4.2 The NCA Approach

At the bottom of Fig. 1.1, we briefly illustrate the building blocks of the class alignment NCA approach. In the first step, NCA aims to create a shared latent space that aligns the feature spaces of \(\mathcal {G}\) and \(\mathcal {K}\mathcal {G}\). To this extent, NCA creates an auxiliary neural classification model. This model captures the semantic relations between the OSM tags and the semantic classes in the shared latent space.

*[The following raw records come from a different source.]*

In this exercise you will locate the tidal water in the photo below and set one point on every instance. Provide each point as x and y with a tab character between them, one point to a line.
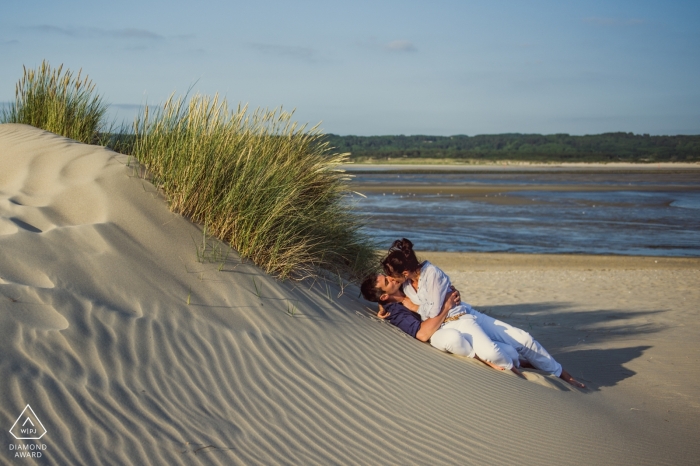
655	214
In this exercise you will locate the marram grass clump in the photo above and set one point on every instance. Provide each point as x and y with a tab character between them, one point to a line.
265	185
57	101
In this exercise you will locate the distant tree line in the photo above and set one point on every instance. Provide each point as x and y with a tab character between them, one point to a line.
607	147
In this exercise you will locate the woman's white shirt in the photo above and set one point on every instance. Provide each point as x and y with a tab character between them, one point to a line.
433	286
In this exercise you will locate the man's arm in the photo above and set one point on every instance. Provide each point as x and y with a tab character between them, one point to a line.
430	326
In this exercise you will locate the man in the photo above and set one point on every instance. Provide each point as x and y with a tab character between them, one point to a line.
387	292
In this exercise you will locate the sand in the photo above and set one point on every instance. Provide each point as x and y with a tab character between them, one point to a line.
130	351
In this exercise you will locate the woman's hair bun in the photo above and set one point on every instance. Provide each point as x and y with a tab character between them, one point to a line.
404	245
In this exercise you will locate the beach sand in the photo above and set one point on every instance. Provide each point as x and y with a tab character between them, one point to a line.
130	351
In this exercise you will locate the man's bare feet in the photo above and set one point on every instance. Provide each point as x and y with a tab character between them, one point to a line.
566	377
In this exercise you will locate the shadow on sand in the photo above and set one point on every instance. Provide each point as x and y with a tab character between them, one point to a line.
561	330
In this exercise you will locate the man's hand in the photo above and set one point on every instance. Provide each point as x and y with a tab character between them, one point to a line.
382	314
451	300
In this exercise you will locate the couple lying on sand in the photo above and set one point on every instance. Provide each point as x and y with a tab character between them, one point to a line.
418	298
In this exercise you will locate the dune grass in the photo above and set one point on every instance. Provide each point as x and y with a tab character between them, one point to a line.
259	181
56	100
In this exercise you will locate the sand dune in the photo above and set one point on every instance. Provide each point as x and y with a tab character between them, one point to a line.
130	351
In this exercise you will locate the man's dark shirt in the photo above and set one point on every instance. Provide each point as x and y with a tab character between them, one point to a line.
403	318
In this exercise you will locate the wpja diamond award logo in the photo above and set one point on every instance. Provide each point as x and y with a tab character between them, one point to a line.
28	427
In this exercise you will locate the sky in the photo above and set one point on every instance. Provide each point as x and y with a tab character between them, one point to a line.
382	67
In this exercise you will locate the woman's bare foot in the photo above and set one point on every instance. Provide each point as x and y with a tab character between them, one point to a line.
566	377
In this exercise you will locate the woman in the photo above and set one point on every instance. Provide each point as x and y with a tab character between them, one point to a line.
426	286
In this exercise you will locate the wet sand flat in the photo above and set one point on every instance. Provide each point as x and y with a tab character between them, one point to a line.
131	351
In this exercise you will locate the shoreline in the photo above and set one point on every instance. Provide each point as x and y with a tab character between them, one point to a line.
439	166
483	261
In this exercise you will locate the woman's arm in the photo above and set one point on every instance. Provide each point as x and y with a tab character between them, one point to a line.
430	326
433	289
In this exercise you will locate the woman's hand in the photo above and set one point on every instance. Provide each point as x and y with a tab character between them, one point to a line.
451	300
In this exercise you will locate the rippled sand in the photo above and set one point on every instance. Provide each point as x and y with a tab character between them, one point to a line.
132	352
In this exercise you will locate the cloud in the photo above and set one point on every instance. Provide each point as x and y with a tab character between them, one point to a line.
130	33
401	46
124	33
47	29
605	21
298	53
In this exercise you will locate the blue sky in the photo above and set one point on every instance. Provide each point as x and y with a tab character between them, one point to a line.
383	67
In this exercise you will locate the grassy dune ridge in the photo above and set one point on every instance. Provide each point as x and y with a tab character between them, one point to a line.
258	181
58	101
269	187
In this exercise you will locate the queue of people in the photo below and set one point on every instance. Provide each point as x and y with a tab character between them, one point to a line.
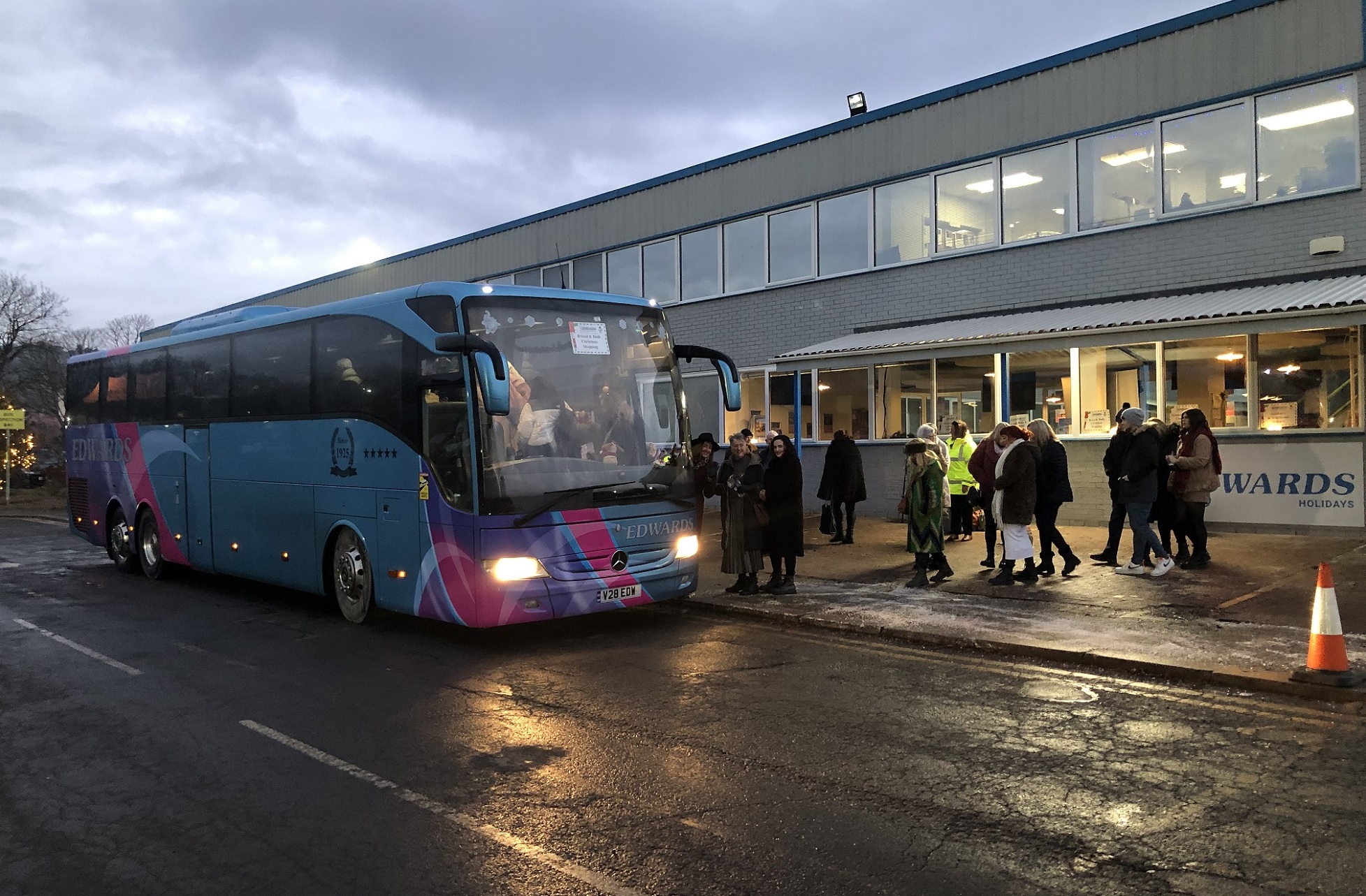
1017	477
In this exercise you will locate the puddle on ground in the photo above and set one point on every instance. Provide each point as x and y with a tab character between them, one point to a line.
1059	691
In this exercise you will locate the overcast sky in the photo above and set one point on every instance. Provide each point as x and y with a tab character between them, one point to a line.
174	156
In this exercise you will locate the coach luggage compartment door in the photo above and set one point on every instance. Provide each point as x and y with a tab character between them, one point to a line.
198	521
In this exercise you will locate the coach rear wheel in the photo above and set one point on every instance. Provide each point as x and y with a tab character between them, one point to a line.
351	581
150	545
118	543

In the second step, NCA probes the auxiliary model to obtain the tag-to-class alignments between the OSM tags and the knowledge graph classes.

Auxiliary Classification

The goal of the first NCA step is to create a shared latent space containing similar latent representations of geographic entities in \(\mathcal {G}\) and \(\mathcal {K}\mathcal {G}\). To achieve this aim, NCA creates an auxiliary classification model. This model is trained to classify linked entities from \(\mathcal {G}\) and \(\mathcal {K}\mathcal {G}\) into the corresponding semantic classes \(c \in C\) of \(\mathcal {K}\mathcal {G}\). During supervised training, the auxiliary classification model adopts known pairs of linked geographic entities from \(\mathcal {G}\) and \(\mathcal {K}\mathcal {G}\) as a training set. For \(\mathcal {G}\), tags and keys having more than 50 occurrences^{Footnote 8} in OSM are selected as features. For \(\mathcal {K}\mathcal {G}\), top-25 properties of each class are used as features. These features are passed through the fully connected layers to form the shared latent space of the model that aligns the representations of OSM and \(\mathcal {K}\mathcal {G}\) entities. The intuition behind the shared latent space is that linked entities from OSM and \(\mathcal {K}\mathcal {G}\) that belong to the same semantic class will be represented similarly. To create the shared latent space, NCA adopts an adversarial classifier that exploits linked entities of \(\mathcal {G}\) and \(\mathcal {K}\mathcal {G}\). This classifier aims to distinguish between \(\mathcal {G}\) and \(\mathcal {K}\mathcal {G}\) entities in the latent space. NCA aims to make their representations similar by inverting the gradient of the adversarial loss. In this way, as a result of the training, the feature spaces of \(\mathcal {G}\) and \(\mathcal {K}\mathcal {G}\) are aligned.

Tag-to-Class Alignment

The training of the auxiliary classification model results in a shared latent space. NCA then probes the model with one OSM tag at a time and computes the complete forward pass. NCA selects the results of the classification layer to obtain the tag-to-class alignment. As one OSM tag can be matched to multiple classes in the knowledge graph, NCA selects all classes whose confidences exceed an experimentally determined threshold value.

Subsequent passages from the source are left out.